Nirbhaya – Pavilion Theatre – Review

Nirbhaya

Nirbhaya – Pavilion Theatre – Review by Helen O’Leary

This play is based on an incident that took place in Delhi less than two years ago. A young woman boarded a bus with a male friend and the horrific events that subsequently unfolded shocked the city and made international headlines. The gang rape and murder of Jyoti Singh Pandey brought the people of Delhi onto the streets in protest. The incident and public reaction encouraged women in India to speak out, share their experiences of violence and ensure that Nirbhaya’s death would not be in vain.

This piece of theatre is part of that outcry. Inspired by and written in the aftermath of the incident, five women tell their true stories. For each performer their experience of abuse and violence is different, the feelings of self-loathing and shame it instilled are common.

The routine of the everyday bus journey is used to represent how accepted and commonplace sexual harassment is in some parts of Delhi. As women make their way from the back to the front exit of the bus they are habitually groped and mauled. Passengers forgo their dignity when they step onto a bus and accept the humiliation as part of the journey. The behaviour is accepted by society in general and the play makes it clear that everyone is complicit. In the performer’s testimonies we hear of mothers ignoring the abuse of their daughters, a mother in law turns a blind eye when her son beats his wife.

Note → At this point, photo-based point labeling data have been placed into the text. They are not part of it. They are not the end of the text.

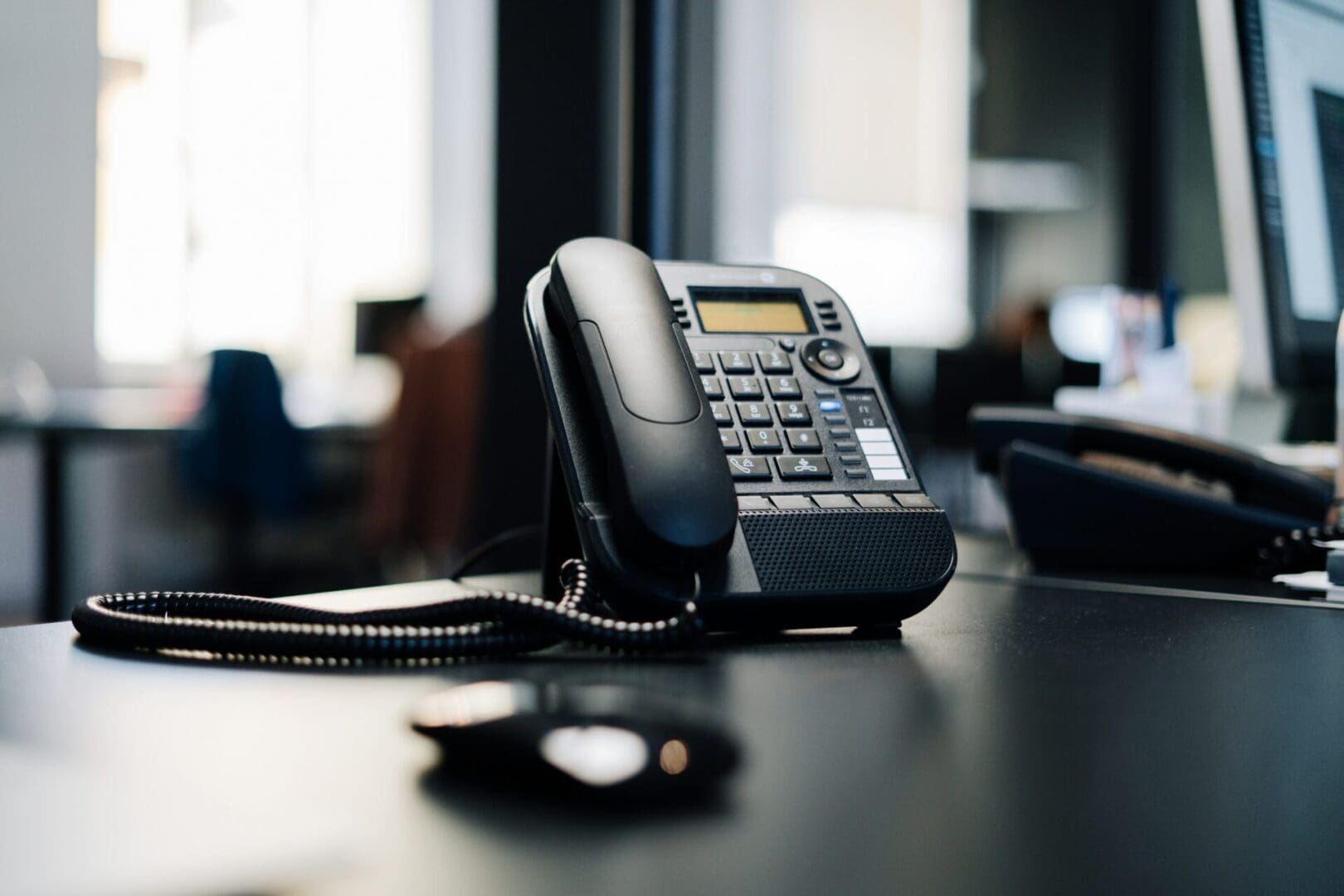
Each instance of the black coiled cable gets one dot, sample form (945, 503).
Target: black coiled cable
(1298, 550)
(477, 624)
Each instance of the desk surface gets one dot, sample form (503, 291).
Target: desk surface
(1016, 739)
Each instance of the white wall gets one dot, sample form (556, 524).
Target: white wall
(49, 80)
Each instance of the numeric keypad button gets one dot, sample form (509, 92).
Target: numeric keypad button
(804, 441)
(745, 387)
(793, 414)
(735, 362)
(763, 441)
(754, 414)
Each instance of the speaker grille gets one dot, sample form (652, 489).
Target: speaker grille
(862, 550)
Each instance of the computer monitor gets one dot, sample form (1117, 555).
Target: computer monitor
(1274, 71)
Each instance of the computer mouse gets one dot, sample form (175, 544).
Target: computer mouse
(606, 739)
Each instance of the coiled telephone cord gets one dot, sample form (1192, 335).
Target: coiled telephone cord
(477, 624)
(1298, 550)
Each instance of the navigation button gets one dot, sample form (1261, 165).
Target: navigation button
(749, 468)
(802, 468)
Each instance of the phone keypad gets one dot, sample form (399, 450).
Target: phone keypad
(793, 414)
(749, 468)
(745, 387)
(773, 426)
(763, 441)
(735, 362)
(754, 414)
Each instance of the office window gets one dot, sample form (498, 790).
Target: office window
(841, 149)
(261, 164)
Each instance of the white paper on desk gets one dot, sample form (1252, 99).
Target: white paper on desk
(69, 829)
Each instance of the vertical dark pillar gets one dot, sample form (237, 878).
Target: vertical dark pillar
(548, 173)
(1142, 77)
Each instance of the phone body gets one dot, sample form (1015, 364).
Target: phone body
(1096, 494)
(813, 512)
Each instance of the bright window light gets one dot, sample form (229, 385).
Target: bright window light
(261, 165)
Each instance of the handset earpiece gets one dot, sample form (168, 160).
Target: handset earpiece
(671, 490)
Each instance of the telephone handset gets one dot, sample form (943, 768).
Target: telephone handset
(1086, 492)
(719, 431)
(667, 485)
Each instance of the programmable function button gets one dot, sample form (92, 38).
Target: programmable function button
(804, 441)
(793, 414)
(735, 362)
(763, 441)
(750, 468)
(879, 450)
(793, 466)
(754, 414)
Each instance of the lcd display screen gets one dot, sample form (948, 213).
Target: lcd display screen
(750, 310)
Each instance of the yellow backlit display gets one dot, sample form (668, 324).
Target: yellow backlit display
(756, 316)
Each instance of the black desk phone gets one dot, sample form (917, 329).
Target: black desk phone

The irony is that in Indian culture the female form is given a revered position, to be protected and worshiped, and yet in some homes it is acceptable to beat, disfigure and humiliate a woman.

This is a very physical piece of theatre using song, movement, repetition and understated lighting. The violence is not portrayed in a very graphic way but it is all the more powerful for its understatement. There is no way to soften or fluff up the reality of rape and sexual violence, this play is squirmingly uncomfortable at times. Probably the most disturbing thing is the fact that it simply tells the truth and it’s a truth that is hard to stomach. Although intense and shocking there is a message of hope. The first step to ending the cycle of violence is breaking the code of silence and this play is part of a chorus shouting out the truth.

Nirbhaya runs at the Pavilion Theatre until August 2nd.

From the writer and director Yael Farber.

The performers are Sapna Bhavnani, Priyanka Bose, Poorna Jagannathan, Sneha Jawale, Rukhsar Kabir, Japjit Kaur and Ankur Vikal.